When Brenda and Marsha went back to basketball, the family cut back the Zoom sessions to twice a week, Wednesdays and Sundays. And yes, they’ve kept it up while Brenda’s been in the tournament bubble in Texas (she brought some of her favorite red wine, her happy hour drink of choice, to San Antonio).

Those Zoom get togethers highlight Bill’s greatest joy as a parent: “I’m just so happy they get along so darn well,” he says. “They really like each other.”

On a shelf in Bill and Donna Frese's home in Cedar Rapids, Iowa, Bill has displayed the net Brenda gave him after Maryland won the 2021 Big Ten conference tournament title.
On a shelf in Bill and Donna Frese's home in Cedar Rapids, Iowa, Bill has displayed the net Brenda gave him after Maryland won the 2021 Big Ten conference tournament title.

In a (more) normal season, Bill and Donna would have made a handful of trips to Maryland during the regular season, and flown out for the first two rounds of the tournament, which Maryland would have hosted as a top-16 seed. They’re regular members of the Terps’ postseason travel roster, and have been with Brenda at every major stop.

They’ve dealt with illness during the tournament, too: In 2006, when Maryland advanced to its first Final Four under Brenda, the team and her family were leveled with a bad bout of flu. It hit Bill during the regional final. As Brenda cut down the nets to head to Boston — where she’d eventually lead Maryland to the 2006 national championship — Bill was up on the concourse, throwing up into a garbage can.

Should the Terps advance to the Final Four again, Bill’s not sure he’ll be able to make it. He’ll be a game-time decision, he says, based on how he’s feeling with his new treatment. (Bill and Donna have received their COVID-19 vaccines.) Through one of Brenda’s coaching connections, Bill got an appointment last week at the Mayo Clinic, and they’re hoping the renowned hospital can help him get healthy again.
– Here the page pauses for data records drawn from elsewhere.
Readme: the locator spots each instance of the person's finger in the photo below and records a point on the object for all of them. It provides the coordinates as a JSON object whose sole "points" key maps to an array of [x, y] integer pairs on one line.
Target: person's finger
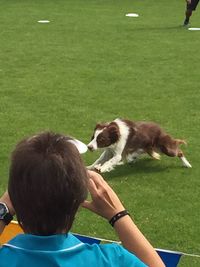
{"points": [[87, 204]]}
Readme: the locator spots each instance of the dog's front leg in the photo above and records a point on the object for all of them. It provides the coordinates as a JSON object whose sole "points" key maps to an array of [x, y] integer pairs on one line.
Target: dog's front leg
{"points": [[110, 164]]}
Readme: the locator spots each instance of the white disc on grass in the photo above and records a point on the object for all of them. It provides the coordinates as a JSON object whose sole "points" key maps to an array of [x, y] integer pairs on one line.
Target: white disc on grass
{"points": [[43, 21], [133, 15], [194, 29]]}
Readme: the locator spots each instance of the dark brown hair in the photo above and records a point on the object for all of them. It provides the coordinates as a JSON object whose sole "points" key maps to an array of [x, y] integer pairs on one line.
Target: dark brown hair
{"points": [[47, 183]]}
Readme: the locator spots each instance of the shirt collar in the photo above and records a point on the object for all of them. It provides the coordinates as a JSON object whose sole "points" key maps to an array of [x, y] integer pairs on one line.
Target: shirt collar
{"points": [[45, 243]]}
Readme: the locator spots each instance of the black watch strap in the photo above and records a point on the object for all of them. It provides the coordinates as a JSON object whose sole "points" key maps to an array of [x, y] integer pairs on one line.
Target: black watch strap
{"points": [[7, 218]]}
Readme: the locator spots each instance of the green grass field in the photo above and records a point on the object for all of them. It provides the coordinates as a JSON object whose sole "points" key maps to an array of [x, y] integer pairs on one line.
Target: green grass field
{"points": [[92, 64]]}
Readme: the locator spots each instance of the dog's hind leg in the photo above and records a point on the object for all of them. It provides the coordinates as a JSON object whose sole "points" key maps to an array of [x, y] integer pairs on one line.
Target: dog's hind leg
{"points": [[184, 160], [153, 154], [171, 149]]}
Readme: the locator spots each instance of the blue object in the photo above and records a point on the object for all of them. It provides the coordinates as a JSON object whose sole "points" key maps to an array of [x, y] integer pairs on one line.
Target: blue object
{"points": [[170, 258]]}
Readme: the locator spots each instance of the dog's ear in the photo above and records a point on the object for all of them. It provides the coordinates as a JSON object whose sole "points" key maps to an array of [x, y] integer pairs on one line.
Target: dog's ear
{"points": [[100, 126], [113, 130]]}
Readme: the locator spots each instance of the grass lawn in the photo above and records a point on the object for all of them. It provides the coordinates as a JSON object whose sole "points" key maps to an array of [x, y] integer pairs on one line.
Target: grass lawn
{"points": [[91, 63]]}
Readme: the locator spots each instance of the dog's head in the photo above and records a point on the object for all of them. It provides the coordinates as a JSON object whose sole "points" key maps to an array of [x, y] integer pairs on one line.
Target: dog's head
{"points": [[104, 136]]}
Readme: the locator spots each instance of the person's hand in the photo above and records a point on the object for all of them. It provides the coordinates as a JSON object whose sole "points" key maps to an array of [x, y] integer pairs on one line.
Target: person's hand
{"points": [[6, 199], [104, 201]]}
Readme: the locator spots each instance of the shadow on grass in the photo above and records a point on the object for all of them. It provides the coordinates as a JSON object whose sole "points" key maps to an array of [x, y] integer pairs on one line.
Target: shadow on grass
{"points": [[163, 28], [142, 166]]}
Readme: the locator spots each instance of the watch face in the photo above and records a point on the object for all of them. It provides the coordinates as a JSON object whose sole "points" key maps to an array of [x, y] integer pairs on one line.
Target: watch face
{"points": [[3, 210]]}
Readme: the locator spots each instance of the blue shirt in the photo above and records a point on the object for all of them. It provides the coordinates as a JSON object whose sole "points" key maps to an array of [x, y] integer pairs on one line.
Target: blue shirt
{"points": [[63, 250]]}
In fact, he’s only seen Brenda once in person in the past year and a half, at the Big Ten tournament three weeks ago in Indianapolis. Usually, Bill climbs the ladder himself to cut down a piece of the net. That wasn’t possible this year with COVID-19 protocols, so he asked Brenda to trim a piece for him. Instead, she climbed into the stands and hung the whole net around his neck, as tears ran down both their faces.

With all her siblings in the stands, it was the first Frese family reunion in almost two years. Brenda plans to return to Iowa after the season ends, with her family in tow, to soak up as much time with Bill as possible.
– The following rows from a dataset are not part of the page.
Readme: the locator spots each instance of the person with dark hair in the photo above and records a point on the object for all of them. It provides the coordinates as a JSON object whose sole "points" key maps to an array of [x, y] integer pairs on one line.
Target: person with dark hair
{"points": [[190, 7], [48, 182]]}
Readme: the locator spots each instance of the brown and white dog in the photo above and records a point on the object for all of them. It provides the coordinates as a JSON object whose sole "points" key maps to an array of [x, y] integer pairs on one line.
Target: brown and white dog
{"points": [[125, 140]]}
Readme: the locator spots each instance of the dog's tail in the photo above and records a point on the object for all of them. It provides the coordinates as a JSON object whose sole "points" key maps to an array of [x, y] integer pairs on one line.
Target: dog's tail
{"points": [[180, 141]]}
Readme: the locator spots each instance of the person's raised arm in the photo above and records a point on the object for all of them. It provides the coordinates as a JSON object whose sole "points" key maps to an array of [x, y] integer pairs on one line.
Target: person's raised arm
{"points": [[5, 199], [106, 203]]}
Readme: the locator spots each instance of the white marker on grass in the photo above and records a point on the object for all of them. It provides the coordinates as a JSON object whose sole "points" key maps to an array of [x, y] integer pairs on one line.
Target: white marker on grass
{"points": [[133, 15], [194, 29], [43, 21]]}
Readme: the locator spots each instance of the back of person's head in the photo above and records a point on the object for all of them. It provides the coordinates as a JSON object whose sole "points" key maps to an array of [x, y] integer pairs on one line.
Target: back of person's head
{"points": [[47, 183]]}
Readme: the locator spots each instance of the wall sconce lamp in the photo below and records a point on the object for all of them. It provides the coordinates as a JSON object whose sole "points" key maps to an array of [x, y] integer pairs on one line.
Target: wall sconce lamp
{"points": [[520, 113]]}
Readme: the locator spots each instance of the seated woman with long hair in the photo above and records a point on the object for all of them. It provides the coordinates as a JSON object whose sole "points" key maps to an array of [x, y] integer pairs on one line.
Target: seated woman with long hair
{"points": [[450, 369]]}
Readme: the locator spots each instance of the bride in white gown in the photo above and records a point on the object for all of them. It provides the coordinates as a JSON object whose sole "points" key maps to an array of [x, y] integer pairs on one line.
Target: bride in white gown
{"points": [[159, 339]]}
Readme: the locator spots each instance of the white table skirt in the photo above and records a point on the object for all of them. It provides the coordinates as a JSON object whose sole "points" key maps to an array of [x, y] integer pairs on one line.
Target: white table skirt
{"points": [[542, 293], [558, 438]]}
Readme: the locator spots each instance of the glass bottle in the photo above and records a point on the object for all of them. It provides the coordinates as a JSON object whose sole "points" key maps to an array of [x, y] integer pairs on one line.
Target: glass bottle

That net is now displayed on a shelf in Bill and Donna’s house that’s long been adorned with various Maryland mementos, including caps from different championships. Should Maryland win another regional final — or better yet, another national championship — Bill has space for more nets. He's rooting for her team to keep playing as long as possible.

“I don’t know what we’re going to do when basketball is over,” Donna says.

Brenda knows others feel the same: “I can’t tell you how many people have said to me, ‘You’ve been our outlet this year, you’ve been our biggest inspiration. We don’t know what we’d do if we didn’t have you guys to watch.’ ”

Sports, she says, have given both her family and her fanbase a sense of normalcy in a year that’s been anything but.

Do sports matter? Are they necessary?

For this family, and millions of others tuning into the NCAA tournaments this weekend, there's no doubt.